Another important issue is the return value optimizatoin of C++.
http://en.wikipedia.org/wiki/Return_value_optimization (though the
article claims msvc++ supports this feature)
Yet another thing one should not forget is that a language allowing
pointers which may point to literally everywhere, pointer arithmetic
and so on really makes headaches for compiler writers. C/C++
enthusiasts often claim how fast pointers are but this is only the
case if the compiler is _really_ smart. That's why Fortran is
sometimes faster than C. And since std::string uses pointers
internally this may be the reason why msvc++ is not able to inline the
function.
Hope this helped a bit.
- Roland Leissa
OK. So it's MSVC++ specific. An interesting other combination would
maybe be MinGW/32 ... may I'll get something running and compare that.

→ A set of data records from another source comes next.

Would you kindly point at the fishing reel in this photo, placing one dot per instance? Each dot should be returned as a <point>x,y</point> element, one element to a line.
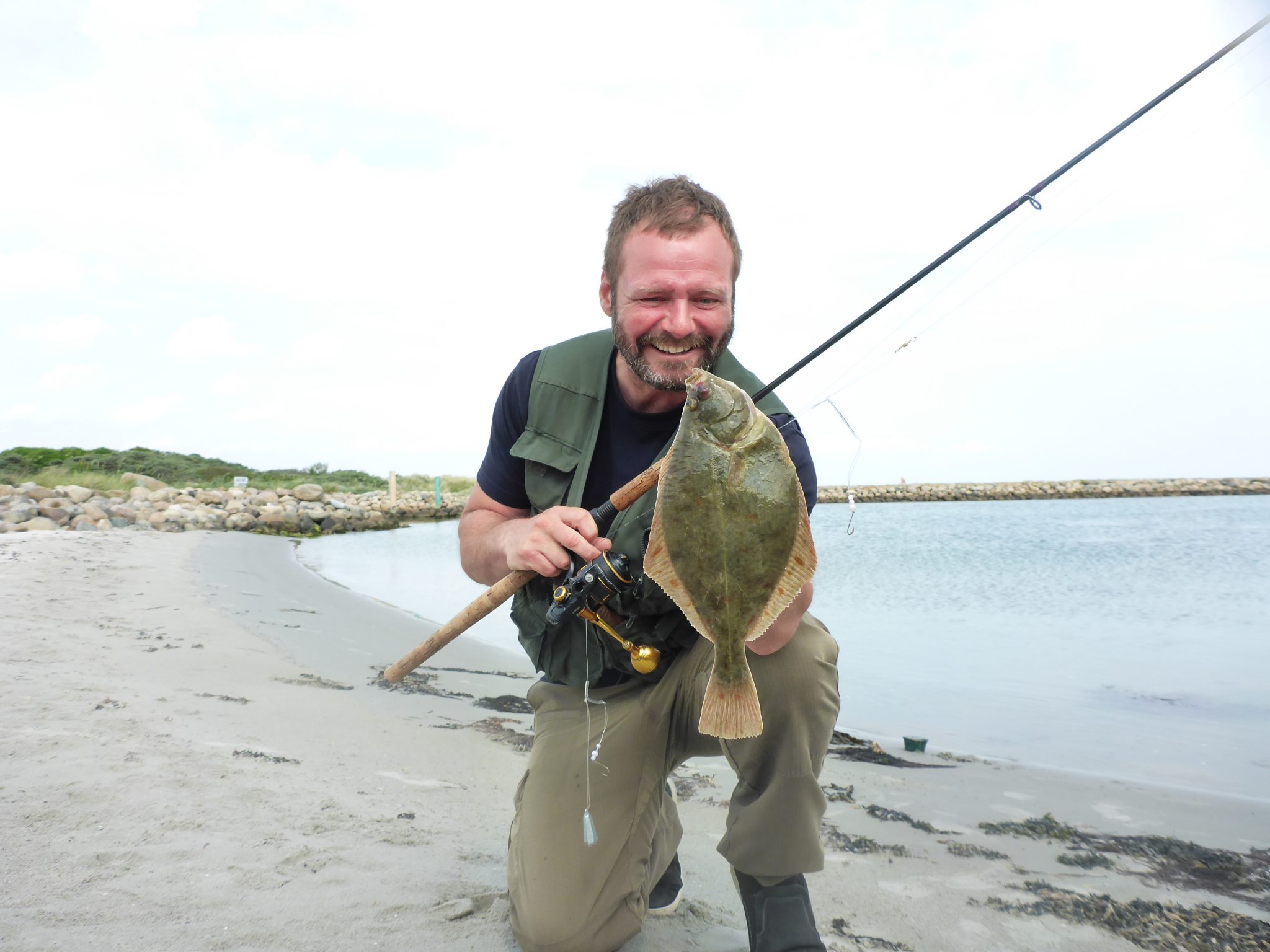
<point>585,594</point>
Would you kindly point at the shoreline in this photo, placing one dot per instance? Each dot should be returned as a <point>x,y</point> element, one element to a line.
<point>1042,489</point>
<point>308,512</point>
<point>131,823</point>
<point>894,739</point>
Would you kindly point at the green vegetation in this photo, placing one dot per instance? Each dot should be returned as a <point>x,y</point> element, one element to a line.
<point>102,469</point>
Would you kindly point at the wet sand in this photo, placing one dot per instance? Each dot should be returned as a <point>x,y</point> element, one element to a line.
<point>193,754</point>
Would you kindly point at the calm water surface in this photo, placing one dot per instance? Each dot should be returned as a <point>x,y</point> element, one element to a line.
<point>1121,637</point>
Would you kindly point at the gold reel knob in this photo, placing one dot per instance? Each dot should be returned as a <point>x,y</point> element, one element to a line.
<point>646,658</point>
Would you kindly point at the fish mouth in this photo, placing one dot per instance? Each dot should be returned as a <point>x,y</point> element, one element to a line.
<point>698,387</point>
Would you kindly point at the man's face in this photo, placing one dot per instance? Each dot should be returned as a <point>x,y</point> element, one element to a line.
<point>673,306</point>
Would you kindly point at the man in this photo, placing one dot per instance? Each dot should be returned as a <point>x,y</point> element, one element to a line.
<point>596,831</point>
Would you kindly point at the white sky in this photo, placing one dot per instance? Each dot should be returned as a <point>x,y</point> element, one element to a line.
<point>286,232</point>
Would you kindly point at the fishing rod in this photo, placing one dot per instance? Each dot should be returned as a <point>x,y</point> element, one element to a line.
<point>642,484</point>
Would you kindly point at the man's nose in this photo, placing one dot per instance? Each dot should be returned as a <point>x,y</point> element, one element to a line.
<point>678,320</point>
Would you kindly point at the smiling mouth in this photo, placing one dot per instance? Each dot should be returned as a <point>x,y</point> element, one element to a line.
<point>672,347</point>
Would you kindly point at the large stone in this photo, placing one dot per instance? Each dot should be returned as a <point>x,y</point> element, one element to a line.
<point>241,521</point>
<point>55,513</point>
<point>93,512</point>
<point>20,513</point>
<point>308,491</point>
<point>78,494</point>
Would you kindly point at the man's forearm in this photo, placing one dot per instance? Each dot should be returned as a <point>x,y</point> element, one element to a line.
<point>481,547</point>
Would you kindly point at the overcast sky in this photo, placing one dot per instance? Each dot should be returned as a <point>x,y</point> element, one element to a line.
<point>286,232</point>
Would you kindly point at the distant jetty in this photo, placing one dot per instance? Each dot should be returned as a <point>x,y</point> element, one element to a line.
<point>1068,489</point>
<point>309,511</point>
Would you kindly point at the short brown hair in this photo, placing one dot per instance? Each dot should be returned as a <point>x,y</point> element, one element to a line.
<point>672,206</point>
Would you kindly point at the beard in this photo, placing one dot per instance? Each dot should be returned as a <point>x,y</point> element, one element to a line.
<point>633,352</point>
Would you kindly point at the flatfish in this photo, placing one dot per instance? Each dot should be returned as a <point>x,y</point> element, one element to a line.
<point>730,541</point>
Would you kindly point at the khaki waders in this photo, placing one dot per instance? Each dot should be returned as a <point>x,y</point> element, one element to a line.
<point>567,895</point>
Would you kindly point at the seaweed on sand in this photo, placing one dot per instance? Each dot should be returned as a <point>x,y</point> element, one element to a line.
<point>881,813</point>
<point>1244,876</point>
<point>849,843</point>
<point>414,683</point>
<point>1145,923</point>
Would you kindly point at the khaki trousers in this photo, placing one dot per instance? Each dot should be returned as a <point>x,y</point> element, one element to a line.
<point>567,895</point>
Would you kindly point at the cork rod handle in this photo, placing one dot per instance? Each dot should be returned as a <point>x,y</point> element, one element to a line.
<point>502,591</point>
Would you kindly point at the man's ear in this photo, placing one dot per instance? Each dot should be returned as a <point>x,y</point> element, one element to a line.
<point>606,294</point>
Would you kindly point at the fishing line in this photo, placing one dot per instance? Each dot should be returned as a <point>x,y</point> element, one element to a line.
<point>1029,196</point>
<point>841,384</point>
<point>860,446</point>
<point>588,826</point>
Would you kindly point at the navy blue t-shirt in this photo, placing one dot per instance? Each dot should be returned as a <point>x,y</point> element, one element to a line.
<point>628,443</point>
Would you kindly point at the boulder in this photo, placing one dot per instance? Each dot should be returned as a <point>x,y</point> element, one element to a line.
<point>78,494</point>
<point>242,522</point>
<point>20,513</point>
<point>55,513</point>
<point>93,512</point>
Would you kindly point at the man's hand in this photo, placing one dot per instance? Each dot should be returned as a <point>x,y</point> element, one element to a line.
<point>785,625</point>
<point>495,540</point>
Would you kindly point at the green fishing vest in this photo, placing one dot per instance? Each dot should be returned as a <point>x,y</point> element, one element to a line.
<point>567,400</point>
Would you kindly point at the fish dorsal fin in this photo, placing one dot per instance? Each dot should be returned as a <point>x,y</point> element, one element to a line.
<point>659,568</point>
<point>798,571</point>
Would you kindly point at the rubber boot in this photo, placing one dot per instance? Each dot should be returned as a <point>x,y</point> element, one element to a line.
<point>779,917</point>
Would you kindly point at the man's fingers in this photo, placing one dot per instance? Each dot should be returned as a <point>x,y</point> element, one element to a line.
<point>575,542</point>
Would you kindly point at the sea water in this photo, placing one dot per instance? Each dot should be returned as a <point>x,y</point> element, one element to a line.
<point>1126,638</point>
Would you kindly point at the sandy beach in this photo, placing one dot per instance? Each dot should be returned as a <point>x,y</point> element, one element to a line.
<point>195,756</point>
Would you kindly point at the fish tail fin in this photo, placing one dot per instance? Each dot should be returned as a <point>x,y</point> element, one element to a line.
<point>732,711</point>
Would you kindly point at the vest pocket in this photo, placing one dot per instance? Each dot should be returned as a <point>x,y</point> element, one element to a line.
<point>549,467</point>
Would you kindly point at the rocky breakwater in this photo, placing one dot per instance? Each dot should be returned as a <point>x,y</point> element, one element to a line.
<point>412,507</point>
<point>151,506</point>
<point>1070,489</point>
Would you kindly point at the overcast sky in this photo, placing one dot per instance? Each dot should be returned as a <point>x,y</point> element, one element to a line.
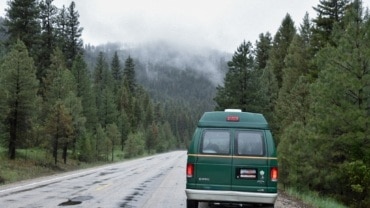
<point>219,24</point>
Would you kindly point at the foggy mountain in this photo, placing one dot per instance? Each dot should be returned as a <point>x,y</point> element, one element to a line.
<point>171,72</point>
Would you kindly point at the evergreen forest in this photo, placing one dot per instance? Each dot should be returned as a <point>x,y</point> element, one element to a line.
<point>310,79</point>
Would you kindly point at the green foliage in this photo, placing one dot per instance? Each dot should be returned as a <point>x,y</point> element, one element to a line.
<point>355,177</point>
<point>134,145</point>
<point>113,136</point>
<point>19,85</point>
<point>238,91</point>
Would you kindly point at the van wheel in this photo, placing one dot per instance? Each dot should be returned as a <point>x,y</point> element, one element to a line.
<point>191,204</point>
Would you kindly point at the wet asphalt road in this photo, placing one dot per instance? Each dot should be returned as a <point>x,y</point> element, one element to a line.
<point>151,182</point>
<point>155,181</point>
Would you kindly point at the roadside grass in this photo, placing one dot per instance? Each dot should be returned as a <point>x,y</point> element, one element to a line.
<point>313,199</point>
<point>33,163</point>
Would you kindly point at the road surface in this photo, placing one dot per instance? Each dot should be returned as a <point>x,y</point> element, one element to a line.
<point>155,181</point>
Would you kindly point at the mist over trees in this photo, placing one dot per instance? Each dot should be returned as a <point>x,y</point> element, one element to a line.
<point>88,102</point>
<point>313,85</point>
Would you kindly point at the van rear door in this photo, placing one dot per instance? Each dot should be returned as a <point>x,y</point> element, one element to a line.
<point>250,164</point>
<point>213,169</point>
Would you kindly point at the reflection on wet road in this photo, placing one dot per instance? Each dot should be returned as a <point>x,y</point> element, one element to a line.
<point>155,181</point>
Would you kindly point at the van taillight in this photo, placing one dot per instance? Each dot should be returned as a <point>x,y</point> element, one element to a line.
<point>274,174</point>
<point>189,170</point>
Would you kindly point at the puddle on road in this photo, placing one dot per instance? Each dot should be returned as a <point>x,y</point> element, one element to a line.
<point>75,200</point>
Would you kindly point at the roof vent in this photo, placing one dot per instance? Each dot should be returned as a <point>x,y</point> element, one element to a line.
<point>233,110</point>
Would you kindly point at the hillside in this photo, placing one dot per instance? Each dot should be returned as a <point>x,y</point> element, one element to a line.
<point>172,73</point>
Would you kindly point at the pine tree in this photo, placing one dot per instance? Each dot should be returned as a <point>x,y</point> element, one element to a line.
<point>237,90</point>
<point>113,135</point>
<point>340,108</point>
<point>85,92</point>
<point>281,42</point>
<point>48,15</point>
<point>74,46</point>
<point>20,86</point>
<point>59,127</point>
<point>129,77</point>
<point>262,50</point>
<point>330,12</point>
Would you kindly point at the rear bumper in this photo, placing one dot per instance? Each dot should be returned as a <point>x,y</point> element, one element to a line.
<point>231,196</point>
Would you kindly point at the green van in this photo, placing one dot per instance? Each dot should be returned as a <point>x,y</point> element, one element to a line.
<point>232,160</point>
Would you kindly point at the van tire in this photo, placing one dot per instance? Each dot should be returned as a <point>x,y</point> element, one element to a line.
<point>191,204</point>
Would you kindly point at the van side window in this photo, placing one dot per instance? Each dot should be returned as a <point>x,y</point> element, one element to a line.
<point>215,142</point>
<point>249,143</point>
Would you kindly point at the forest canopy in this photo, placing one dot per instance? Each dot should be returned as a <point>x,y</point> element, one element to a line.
<point>84,102</point>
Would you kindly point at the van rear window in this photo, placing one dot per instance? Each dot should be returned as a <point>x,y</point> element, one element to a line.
<point>216,142</point>
<point>249,143</point>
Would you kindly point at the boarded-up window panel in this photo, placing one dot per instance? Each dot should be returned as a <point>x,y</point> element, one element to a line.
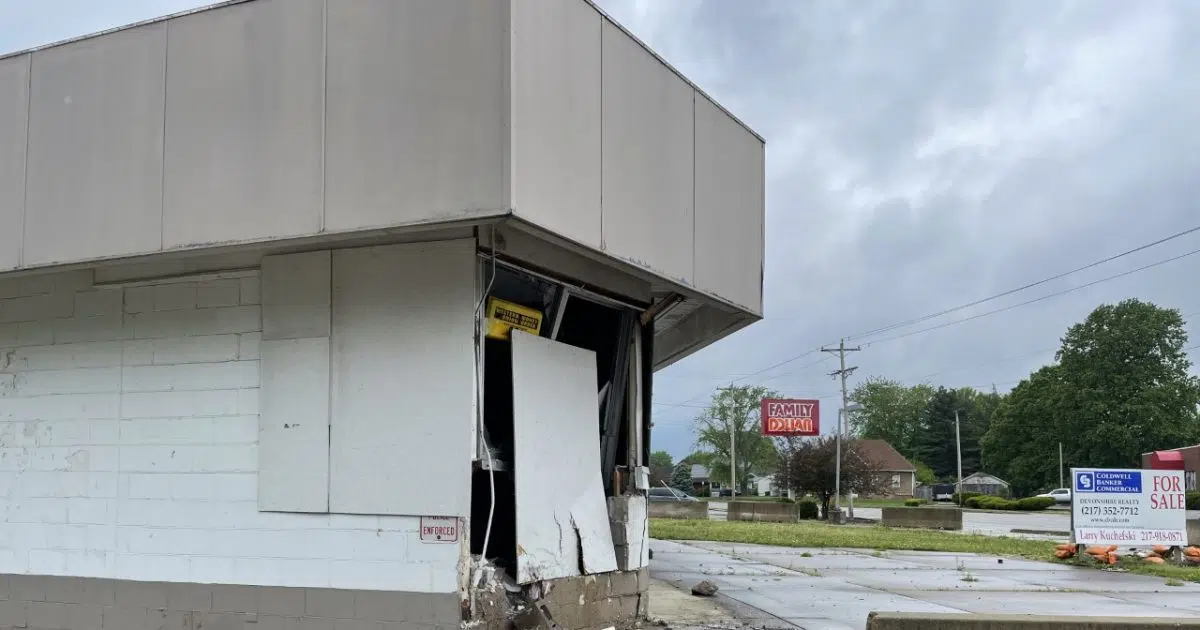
<point>561,505</point>
<point>293,430</point>
<point>403,379</point>
<point>293,424</point>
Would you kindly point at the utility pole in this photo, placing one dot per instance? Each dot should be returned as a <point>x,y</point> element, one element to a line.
<point>958,447</point>
<point>844,372</point>
<point>1060,466</point>
<point>733,460</point>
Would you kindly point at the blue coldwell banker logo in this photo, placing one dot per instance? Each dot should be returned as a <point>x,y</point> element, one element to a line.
<point>1109,481</point>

> Are you sure you turned on all optimizations? Perhaps declaring the
> getter as
> std::string get() const {
> return s_;
> }
> helps.
Oh, I specifically *haven't* enabled all optimizations. I only have
enabled inlining, which should be sufficient for this testcase. (Well,
it appears to be with MSVC++)
> Another important issue is the return value optimizatoin of C++.
> http://en.wikipedia.org/wiki/Return_value_optimization (though the
> article claims msvc++ supports this feature)
>
RVO is there with MSVC (it always is, no matter what optimization level).
This shouldn't have any bearing on inlining vs. not inlining I guess.
> Yet another thing one should not forget is that a language allowing
> pointers which may point to literally everywhere, pointer arithmetic
> and so on really makes headaches for compiler writers. C/C++
> enthusiasts often claim how fast pointers are but this is only the
> case if the compiler is _really_ smart. That's why Fortran is
> sometimes faster than C. And since std::string uses pointers
> internally this may be the reason why msvc++ is not able to inline the
> function.
>
Well. MSVC won't inline any function returning an unwindable object,
i.e. an object with a non-empty destructor, it doesn't have anything to
do with if the object has some pointer members.
The point I was making in my OP was that the generated assembly code
minus the call itself + semantics appear to be exactly the same with the
function inlined vs. not inlined, so it strange that MSVC++ will never
inline such functions.
cheers,
Martin